“La terza geografia”, le radici di Carmine Valentino Mosesso
“Voglio l’aria che proviene dalla terra, dalla gente comune.”
“La terza geografia” (Neo. Edizioni, 2021, pp. 106 euro 12) di Carmine Valentino Mosesso è un’opera di gratitudine. È una raccolta in versi che lega il poeta alla terra, il nuovo all’antico, l’intimo all’universale. È “una geografia che non si studia a scuola, che insegna la dermatologia dei sassi e a percepire il guasto nel paniere dei paesaggi (…) Una disciplina di costole e tralicci, carne e cielo: la terza geografia.”
“Sono grato al mio paese per il parlare degli anziani,
per la neve e le lucciole nel pane.”
È dalla terra, la Madre Terra, che tutto ha il suo principio e tutto qui continua, cullato dal tempo e dalle stagioni, quando – vestita di neve – “indossa l’abito da sposa” e “diventa fatale, romantica, solenne”, con “gente dalla voce bassa/dalla parola che non compra più nessuno/madri di un lavoro semplice e d’importanza vitale”.

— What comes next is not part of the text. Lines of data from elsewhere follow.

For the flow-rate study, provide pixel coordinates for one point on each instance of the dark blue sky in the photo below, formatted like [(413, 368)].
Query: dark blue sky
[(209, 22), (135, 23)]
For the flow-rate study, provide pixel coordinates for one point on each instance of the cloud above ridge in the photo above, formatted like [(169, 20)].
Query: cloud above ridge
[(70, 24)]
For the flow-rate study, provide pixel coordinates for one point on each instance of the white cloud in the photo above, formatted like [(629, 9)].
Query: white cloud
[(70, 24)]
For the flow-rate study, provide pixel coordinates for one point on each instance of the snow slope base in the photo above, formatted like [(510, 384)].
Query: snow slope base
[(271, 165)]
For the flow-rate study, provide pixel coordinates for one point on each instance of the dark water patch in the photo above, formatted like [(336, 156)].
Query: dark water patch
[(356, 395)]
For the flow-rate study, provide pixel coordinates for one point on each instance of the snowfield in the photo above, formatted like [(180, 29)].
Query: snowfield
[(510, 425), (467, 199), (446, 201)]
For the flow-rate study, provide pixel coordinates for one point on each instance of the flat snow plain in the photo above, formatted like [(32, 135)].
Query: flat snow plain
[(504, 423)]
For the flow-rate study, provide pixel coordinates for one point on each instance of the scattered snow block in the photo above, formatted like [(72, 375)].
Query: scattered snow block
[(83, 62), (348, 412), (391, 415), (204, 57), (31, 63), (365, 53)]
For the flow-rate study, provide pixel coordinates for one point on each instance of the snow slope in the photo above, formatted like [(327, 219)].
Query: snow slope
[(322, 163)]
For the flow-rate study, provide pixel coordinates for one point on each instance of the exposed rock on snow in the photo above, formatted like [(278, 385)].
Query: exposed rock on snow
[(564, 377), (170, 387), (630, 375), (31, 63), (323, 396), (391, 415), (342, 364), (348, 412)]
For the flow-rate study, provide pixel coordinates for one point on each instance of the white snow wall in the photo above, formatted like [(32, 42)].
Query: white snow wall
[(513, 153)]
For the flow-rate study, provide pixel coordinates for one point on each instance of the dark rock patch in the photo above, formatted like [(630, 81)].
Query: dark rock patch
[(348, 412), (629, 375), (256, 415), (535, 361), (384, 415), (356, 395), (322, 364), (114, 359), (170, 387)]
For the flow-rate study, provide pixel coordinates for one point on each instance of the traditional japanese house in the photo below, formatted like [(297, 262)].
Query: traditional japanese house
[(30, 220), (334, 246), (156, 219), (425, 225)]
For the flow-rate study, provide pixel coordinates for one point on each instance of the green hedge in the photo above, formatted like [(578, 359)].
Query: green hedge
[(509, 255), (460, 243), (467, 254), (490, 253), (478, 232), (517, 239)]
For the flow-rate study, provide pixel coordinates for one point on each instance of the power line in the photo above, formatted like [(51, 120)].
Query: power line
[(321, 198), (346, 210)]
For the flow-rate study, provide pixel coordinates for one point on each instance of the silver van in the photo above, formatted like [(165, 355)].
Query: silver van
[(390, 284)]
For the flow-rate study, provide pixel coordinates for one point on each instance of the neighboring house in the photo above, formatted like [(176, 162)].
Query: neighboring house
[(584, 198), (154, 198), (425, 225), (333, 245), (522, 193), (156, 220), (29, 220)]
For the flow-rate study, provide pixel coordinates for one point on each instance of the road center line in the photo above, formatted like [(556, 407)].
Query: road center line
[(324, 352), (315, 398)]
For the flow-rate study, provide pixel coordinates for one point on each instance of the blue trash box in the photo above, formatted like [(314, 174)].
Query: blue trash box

E Carmine Valentino Mosesso ha deciso di tornare proprio in quei luoghi – i suoi – in quella terra dell’Alto Molise, dove tutto ha avuto origine. La sua vita. Lì dove è ancora viva l’essenza delle radici, dei contadini e della memoria. Lì dove – tra le “strade d’Appennino”, tra l’erba e le montagne – “Dio inventò i colori”.
Ma è questo un principio o una fine? Riusciremo a riprenderci il fiato che ci hanno rubato?
“I paesi si salveranno”, perché è lì che c’è umiltà, condivisione e partecipazione alla vita, “al miracolo”, è lì che la vita si risolve in minimi termini e minimi gesti e “si ripete ancora lo scenario della desolazione”.
“Il pastore ha scelto la voce delle cose
Più che le parole degli uomini, ha scelto il vento,
un altro modo di abitare il tempo.”
Restare o tornare per restare, lì dove – come diceva anche Cesare Pavese – rimane sempre qualcuno ad aspettarci: “Un paese ci vuole, non fosse che per il gusto di andarsene via. Un paese vuol dire non essere soli, sapere che nella gente, nelle piante, nella terra c’è qualcosa di tuo, che anche quando non ci sei resta ad aspettarti.”
E poi ci sono, infine, le poesie d’amore, quelle che… i baci “concimano i ciliegi” e le lingue sono “fiore che spunta sulle alture”.